Gut-liver axis in diabetes: Mechanisms and therapeutic opportunities

Table 1 Key mediators of the gut-liver axis relevant to diabetes and insulin resistance

Mediator	Mechanism of action	Clinical relevance in T2D	Ref.
Pro-inflammatory cytokines (IL-6, TNF-α, IL-1β)	Impair insulin signaling via IRS-1 inhibition; Activate hepatic inflammation through NF-κB/JNK pathways	Elevated in T2D, targets for anti-inflammatory therapies	Lara-Guzmán et al[48]; Rodrigues et al[49]; Liu et al[50]; D'Alessandris et al[51]
Lipopolysaccharides (LPS) and TLR4-JNK-NF-κB pathway	Trigger hepatic inflammation and insulin resistance following microbial translocation	LPS-driven endotoxemia links dysbiosis to metabolic dysfunction	Li and Wu[58]; Li et al[59]; Li et al[60]; Tanti and Jager[61]; Li et al[62]
FXR and TGR5 receptors	Regulate bile acid metabolism, inhibit gluconeogenesis, promote GLP-1 secretion, and suppress inflammation	Dysregulated in T2D; Therapeutic targets (e.g., FXR agonists)	Grüner and Mattner[39]; Kumari et al[43]; Bertolini et al[64]; Evangelakos et al[65]
Loss of SCFA-producing bacteria (e.g., Faecalibacterium prausnitzii)	Reduces gut barrier integrity, lowers SCFA and GLP-1 production, enhances intestinal permeability	Restoration improves insulin sensitivity and gut-liver communication	Garcia-Gutierrez et al[66]; He et al[67]; Verhoog et al[68]; Moran-Ramos et al[69]

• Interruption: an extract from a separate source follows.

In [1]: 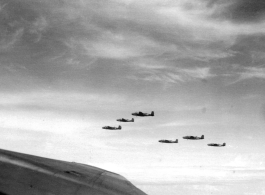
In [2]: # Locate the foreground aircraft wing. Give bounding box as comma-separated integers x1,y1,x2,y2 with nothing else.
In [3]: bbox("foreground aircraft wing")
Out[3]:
0,149,146,195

Expansion of pathobionts (e.g., Prevotella copri)	Elevates LPS and BCAA production; activates mTOR-S6K1 pathway impairing insulin signaling	Associated with metabolic endotoxemia, systemic inflammation, and worsened glucose control	Murugesan et al[8]; Leite et al[70]; Gong et al[72]

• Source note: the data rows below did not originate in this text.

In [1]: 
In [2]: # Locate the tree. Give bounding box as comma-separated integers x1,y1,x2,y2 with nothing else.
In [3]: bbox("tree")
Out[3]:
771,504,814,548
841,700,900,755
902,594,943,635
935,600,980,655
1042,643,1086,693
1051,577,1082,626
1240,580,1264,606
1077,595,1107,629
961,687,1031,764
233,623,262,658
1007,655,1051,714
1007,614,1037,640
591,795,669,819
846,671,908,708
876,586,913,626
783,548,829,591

Microbial metabolites (imidazole propionate, IPA, H2S, succinate, EE, PAGln)	Modulate insulin signaling, oxidative stress, hepatic lipotoxicity, and inflammatory cascades	Emerging biomarkers and therapeutic targets for metabolic dysfunction	Zeng et al[80]; Koh et al[81]; Koh et al[82]; Cussotto et al[83]; Yang et al[84]; Munteanu et al[85]; Huang et al[86]; Xue et al[87]; Chen et al[88]; Drda and Smith[89]
Bacterial extracellular vesicles	Transfer microbial molecules (e.g., LPS, DNA) across intact barriers to hepatic immune cells, triggering inflammation	Represent a novel barrier-independent mechanism contributing to hepatic insulin resistance	Melo-Marques et al[90]; Butcko et al[91]
Innate lymphoid cells (ILC3-IL-22 signaling)	Maintain epithelial barrier integrity and mucosal immune balance; Regulate gut homeostasis	ILC dysregulation associated with intestinal permeability defects and systemic inflammation in T2D	Wang et al[122]; Yin et al[123]; Horn and Sonnenberg[127]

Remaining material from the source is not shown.